# 1st Oil Change for 08 Jetta



## 06valdosta (Jun 11, 2008)

I am due for my first oil change at 5,000 miles. I called a few days in advance, but couldn't get an appointment. Figured I could get one at my traveling destination....no luck.








My question is should I go ahead and get my oil changed at a quick generic place? Or would it be best to go over a few hundred miles and get it changed at a VW dealer? 
Thanks for your help!!


----------



## Daemonite (Mar 23, 2001)

Goto autozone pickup some quarts of 5w40 castrol synthetic and one STP S9911 filter and goto a generic place and have them use your parts.


----------



## CE (Jan 21, 2001)

*Re: 1st Oil Change for 08 Jetta (06valdosta)*

Few hundred miles ain't gonna mean nothing, and the first oil is then recorded at the dealer for a warranty, those quick lube places have been known and I've experienced it, make a simple oil change into a damaged engine....I've had one of my cars years ago, as i always ckheck other peoples work, i open the hood and the oil filler cap is off...anotehr time it was was underfilled, they rush it through and don't pay attention, not worth it, let the dealer do the first one, ain't oil free under the maintance plan?
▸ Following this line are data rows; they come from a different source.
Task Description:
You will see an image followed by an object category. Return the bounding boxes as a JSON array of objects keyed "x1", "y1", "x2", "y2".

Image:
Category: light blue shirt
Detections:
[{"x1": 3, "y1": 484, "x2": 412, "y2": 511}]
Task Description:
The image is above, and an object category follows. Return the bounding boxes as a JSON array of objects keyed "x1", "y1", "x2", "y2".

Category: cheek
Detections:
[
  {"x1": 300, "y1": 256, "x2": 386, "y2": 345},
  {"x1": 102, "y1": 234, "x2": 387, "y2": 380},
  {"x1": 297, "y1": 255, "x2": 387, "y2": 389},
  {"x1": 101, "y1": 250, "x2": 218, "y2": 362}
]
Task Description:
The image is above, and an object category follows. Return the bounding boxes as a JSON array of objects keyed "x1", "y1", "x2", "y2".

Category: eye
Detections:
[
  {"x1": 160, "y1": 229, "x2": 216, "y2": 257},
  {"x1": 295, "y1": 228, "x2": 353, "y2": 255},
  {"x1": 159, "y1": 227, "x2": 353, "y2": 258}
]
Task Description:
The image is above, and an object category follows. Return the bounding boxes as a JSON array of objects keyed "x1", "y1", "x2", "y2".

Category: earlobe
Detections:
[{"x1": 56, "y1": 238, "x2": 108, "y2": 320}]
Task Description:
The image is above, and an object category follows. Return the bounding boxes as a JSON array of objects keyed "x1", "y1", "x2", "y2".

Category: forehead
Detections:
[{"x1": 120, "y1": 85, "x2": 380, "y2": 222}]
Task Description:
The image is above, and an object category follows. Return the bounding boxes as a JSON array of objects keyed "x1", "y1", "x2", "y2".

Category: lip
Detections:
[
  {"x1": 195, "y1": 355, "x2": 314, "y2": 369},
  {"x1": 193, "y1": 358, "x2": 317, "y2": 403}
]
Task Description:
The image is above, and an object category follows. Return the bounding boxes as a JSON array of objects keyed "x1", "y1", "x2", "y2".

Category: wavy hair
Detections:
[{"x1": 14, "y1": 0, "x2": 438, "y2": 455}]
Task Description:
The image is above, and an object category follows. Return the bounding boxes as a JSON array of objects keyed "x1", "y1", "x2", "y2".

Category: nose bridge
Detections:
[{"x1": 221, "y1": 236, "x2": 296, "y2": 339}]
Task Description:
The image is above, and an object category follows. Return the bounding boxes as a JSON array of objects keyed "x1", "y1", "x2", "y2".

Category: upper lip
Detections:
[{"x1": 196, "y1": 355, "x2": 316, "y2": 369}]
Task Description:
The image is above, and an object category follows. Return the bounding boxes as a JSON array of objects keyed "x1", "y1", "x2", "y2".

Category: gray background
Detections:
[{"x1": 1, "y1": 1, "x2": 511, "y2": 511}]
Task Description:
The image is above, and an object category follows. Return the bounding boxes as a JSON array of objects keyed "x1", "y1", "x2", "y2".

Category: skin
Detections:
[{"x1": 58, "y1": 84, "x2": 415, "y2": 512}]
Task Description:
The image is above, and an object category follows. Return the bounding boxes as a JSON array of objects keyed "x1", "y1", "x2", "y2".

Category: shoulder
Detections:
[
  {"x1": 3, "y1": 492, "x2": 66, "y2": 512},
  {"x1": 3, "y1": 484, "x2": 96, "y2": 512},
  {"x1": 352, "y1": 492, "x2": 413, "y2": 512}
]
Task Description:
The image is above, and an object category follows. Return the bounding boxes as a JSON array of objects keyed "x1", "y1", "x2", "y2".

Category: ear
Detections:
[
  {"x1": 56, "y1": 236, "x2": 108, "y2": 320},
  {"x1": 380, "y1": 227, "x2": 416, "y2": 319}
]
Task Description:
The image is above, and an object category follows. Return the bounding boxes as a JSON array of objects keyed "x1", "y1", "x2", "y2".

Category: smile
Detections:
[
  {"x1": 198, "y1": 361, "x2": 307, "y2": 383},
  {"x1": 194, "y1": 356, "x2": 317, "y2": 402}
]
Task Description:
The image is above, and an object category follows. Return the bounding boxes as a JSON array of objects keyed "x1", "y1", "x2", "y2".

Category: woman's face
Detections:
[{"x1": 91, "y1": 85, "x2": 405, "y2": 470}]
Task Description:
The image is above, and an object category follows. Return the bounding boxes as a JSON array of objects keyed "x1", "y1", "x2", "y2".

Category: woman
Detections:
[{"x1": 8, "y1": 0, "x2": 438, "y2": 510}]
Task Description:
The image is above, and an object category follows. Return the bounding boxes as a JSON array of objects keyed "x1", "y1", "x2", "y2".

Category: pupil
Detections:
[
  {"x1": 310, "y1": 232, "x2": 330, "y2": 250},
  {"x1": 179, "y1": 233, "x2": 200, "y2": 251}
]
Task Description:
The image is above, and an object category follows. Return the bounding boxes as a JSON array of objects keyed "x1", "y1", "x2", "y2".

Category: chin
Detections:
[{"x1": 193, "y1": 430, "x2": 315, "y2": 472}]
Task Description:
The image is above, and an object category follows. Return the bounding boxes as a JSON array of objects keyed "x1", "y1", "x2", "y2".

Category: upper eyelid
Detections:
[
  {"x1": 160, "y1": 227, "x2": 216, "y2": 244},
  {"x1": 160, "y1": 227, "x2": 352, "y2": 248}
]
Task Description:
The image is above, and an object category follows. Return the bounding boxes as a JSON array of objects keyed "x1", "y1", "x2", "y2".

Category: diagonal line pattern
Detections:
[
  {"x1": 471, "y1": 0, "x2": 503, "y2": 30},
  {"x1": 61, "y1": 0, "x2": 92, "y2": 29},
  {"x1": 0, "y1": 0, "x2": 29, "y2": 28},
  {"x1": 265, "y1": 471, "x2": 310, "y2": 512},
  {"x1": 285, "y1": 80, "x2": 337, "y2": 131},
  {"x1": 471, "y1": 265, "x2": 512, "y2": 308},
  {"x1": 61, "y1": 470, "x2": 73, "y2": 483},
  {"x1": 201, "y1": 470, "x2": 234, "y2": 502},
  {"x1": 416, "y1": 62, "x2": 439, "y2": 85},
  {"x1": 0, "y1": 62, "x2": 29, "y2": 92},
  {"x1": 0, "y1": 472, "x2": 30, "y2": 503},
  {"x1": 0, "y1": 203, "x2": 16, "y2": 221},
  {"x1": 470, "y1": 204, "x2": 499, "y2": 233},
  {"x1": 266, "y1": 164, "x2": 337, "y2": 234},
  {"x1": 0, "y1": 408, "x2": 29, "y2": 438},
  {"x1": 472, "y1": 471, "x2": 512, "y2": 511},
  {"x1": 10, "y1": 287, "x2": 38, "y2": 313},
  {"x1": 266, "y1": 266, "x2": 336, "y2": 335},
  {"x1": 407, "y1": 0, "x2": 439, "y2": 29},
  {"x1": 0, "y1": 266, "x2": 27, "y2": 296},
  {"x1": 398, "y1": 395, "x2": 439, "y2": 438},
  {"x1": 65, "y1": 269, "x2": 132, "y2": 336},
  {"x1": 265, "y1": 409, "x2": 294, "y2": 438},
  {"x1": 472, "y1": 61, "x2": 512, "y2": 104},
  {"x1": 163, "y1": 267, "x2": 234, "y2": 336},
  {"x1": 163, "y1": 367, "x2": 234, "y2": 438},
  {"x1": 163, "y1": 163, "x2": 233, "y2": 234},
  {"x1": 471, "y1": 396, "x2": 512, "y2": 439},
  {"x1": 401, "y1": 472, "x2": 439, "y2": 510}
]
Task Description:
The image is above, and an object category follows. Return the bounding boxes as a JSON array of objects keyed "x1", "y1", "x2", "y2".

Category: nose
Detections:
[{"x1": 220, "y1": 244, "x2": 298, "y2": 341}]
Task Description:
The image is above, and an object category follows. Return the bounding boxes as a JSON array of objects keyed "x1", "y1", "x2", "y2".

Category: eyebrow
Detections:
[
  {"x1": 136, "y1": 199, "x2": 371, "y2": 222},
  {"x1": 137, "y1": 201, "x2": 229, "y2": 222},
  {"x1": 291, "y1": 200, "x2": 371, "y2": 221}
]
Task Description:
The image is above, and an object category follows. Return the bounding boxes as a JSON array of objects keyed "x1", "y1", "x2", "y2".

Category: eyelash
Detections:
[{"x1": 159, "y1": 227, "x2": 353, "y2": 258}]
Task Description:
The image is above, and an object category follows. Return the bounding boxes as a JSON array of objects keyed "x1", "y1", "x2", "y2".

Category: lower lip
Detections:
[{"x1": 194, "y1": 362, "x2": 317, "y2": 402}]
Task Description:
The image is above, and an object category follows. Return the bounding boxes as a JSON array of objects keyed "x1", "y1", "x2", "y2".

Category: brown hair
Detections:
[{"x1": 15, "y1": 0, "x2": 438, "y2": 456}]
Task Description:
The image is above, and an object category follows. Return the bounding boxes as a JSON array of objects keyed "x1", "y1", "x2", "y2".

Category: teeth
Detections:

Do they still have that on VW, Audi does


----------



## 06valdosta (Jun 11, 2008)

*Re: 1st Oil Change for 08 Jetta (CE)*

A friend of mine had a Jetta in VA, and her oil changes were free. I'm in GA, and there was no mention of free oil changes here. I think I will just wait a few extra hundred miles and have it done at the dealer....just to be sure. 
Thanks for your help!


----------



## GT17V (Aug 7, 2001)

*Re: 1st Oil Change for 08 Jetta (06valdosta)*


_Quote, originally posted by *06valdosta* »_A friend of mine had a Jetta in VA, and her oil changes were free. I'm in GA, and there was no mention of free oil changes here. I think I will just wait a few extra hundred miles and have it done at the dealer....just to be sure. 
Thanks for your help!

The VW free maintenance plan was dropped in 2002 and is reappearing in 2009
back to the OP... get it done at the dealership or at a independent VW-specialist shop.


----------



## saaber2 (Jul 15, 2008)

*Re: 1st Oil Change for 08 Jetta (06valdosta)*

Avoid quick lube places like the plague! Beware cross threaded drain plugs, unlubricated filter housing o rings, possible no change of filter at all, and using wrong oil. 
In order of chances of doing the oil change right, I would:
1. Do it yourself
2. Take to a good independent vw shop (they can give you documentation of the oil change) plus it is nice to start a good relationship with someone really knowledgeable about your car in case you need to ask them Qs later
Here are some vw shops from the TDIclub forum FYI http://forums.tdiclub.com/showthread.php?t=130044
3. Take to the dealer
Also, like the above poster said, a few hundred miles will make no difference.



_Modified by saaber2 at 8:24 AM 9-1-2008_


----------